Essential to putting these principles into practice is having the coordination, financial support, and information-sharing mechanisms to support change across a coordinated group of actors. Below we outline key actions each stakeholder group can take to implement these principles and help scale inclusive innovations across the sexual and reproductive health space: 

  • Private investors: Invest in female founders and amplify calls to tackle digital censorship, ensuring that women’s health innovators can thrive and scale. First, private investors should focus on rapidly increasing investment in women-led health tech ventures, tackling head-on the disparities outlined in learning #1. Additionally, private investors should leverage their influence to advocate against digital censorship and help fund initiatives to combat suppression of women’s health information, ensuring that innovators across the ecosystem are able to freely share information and reach their client-base.  

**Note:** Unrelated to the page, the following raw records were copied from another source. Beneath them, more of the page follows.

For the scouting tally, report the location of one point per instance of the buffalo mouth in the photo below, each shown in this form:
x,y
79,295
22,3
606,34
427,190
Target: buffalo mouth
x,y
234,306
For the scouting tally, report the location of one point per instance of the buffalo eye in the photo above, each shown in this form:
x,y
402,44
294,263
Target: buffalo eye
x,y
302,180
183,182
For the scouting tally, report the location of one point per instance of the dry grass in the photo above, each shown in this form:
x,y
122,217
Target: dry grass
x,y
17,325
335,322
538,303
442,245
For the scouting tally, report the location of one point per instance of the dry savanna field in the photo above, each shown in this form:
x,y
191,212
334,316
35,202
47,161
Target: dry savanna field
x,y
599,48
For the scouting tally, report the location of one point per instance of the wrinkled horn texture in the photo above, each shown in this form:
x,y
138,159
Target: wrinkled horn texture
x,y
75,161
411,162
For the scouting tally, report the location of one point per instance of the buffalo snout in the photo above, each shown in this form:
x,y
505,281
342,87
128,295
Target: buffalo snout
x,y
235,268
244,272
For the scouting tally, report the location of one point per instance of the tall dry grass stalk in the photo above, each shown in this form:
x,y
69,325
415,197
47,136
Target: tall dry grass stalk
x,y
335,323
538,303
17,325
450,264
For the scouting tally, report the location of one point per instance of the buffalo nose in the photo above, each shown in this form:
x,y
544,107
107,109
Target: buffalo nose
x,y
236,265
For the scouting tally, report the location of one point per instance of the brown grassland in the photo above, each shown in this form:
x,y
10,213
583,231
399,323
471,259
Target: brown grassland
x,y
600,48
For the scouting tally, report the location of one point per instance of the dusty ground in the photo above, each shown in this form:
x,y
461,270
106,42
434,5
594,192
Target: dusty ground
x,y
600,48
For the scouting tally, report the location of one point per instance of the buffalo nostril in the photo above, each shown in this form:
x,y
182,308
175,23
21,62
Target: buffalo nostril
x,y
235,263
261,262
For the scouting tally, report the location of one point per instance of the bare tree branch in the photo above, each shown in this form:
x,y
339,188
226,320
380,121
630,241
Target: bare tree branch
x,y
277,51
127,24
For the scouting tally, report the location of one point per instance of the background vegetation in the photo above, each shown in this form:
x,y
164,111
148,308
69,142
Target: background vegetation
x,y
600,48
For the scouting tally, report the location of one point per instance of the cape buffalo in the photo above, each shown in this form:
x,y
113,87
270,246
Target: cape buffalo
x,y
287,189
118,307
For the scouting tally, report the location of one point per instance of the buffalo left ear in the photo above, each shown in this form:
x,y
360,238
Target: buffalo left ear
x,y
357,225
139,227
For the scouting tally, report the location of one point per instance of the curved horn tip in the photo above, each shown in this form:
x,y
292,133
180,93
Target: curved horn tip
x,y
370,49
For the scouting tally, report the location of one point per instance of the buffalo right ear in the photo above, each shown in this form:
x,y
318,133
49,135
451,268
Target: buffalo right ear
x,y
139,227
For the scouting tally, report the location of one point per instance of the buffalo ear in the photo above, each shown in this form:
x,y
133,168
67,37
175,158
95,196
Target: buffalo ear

  • Funders and government: Provide catalytic funding to help innovators prove their models and create spaces to help build the ecosystem and foster experience sharing. Connecting innovators at different stages of their growth journey both to one another and other sources of funding is essential to help strengthen and grow the ecosystem. Funders and governments should also provide funding that allows and encourages innovators to design for equity, which is often more costly and time intensive.  
  • Innovators: Design for equity from the get-go, with the hardest to reach consumer in mind. Ensuring equity remains front and center across innovations is critical to leveraging the power of digital innovation to drive positive change. Centering the voices of historically excluded users, the talent of diverse developers, and the visions of gender-diverse founders will remain central to scaling solutions led by women, for women.